There are also plenty of great documentation for Clojure, Programming Clojure is one, and the online documentation is excellent.
"bindings => [name init ...]
Evaluates body in a try expression with names bound to the values of the inits, and a finally clause that calls (.close name) on each name in reverse order."
I deliberately chose a bit of code that's actually pretty simple and straightforward; also, one that I know intimately. Now, knowing what `with-open' does as well as I do, this doc string almost makes sense on the first pass. But to the layman this is almost impenetrable. I've written a couple variants of this macro and I STILL have to read the docstring a couple of times to understand what it's saying.
The online docs are comprehensive but I would never use the term "excellent" to describe them.
In this video, he seems to go along and say that values are great for software projects that use multiple languages, in part because values are universal meaning one doesn't need to translate classes into multiple languages.
However, regardless of whether you use an object oriented design or not, don't you usually have a set of functions you tend to perform on a set of data or values? For instance, you may not wrap your customer data behind a class and methods, but there are still going to be some rules related to all that data you're passing around.

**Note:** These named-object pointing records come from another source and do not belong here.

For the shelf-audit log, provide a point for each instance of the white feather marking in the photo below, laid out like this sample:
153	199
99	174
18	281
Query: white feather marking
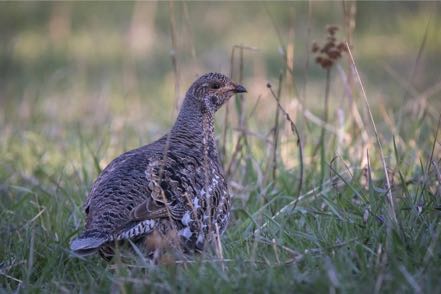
186	233
186	219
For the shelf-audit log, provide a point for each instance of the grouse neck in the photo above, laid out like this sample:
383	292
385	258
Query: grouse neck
195	123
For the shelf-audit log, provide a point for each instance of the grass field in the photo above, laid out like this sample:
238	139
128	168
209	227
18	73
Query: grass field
353	205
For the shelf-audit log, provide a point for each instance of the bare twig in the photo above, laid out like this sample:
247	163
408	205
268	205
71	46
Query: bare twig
386	174
299	141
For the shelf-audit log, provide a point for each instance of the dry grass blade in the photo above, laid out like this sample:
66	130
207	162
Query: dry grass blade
386	174
296	132
332	183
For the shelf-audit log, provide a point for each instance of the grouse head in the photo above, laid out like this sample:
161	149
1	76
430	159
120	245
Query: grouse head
212	90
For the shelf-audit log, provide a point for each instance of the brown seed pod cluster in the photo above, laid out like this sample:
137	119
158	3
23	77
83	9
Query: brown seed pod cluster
331	51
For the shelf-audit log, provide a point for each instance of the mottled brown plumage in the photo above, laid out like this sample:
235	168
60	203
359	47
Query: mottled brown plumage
179	194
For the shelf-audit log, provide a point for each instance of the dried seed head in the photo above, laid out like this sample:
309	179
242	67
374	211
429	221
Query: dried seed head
315	47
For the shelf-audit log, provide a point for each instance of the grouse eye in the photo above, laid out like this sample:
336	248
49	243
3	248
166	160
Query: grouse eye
215	86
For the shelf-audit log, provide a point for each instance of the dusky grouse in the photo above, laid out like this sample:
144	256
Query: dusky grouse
173	186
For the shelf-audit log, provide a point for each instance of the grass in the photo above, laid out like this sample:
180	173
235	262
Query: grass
340	236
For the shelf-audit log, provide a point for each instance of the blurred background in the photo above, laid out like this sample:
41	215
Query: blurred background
114	72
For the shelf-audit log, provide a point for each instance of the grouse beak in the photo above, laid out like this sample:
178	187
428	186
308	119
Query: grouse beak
239	89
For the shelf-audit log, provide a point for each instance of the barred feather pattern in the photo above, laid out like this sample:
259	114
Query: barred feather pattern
177	181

So in the multiple languages scenario, wouldn't you still have to translate those rules from language to language?
You don't need both class and object, but I prefer to log both object type and id.
Are you intressted in languages, compilers, algorithms, data structurs, parallism, concurency, databases, operating system, virtual maschines, garbage colleters, grafics or something more meta like the this 'value of value' video.
I can provide you links almost everything but im not going to do the work until you tell me what you want.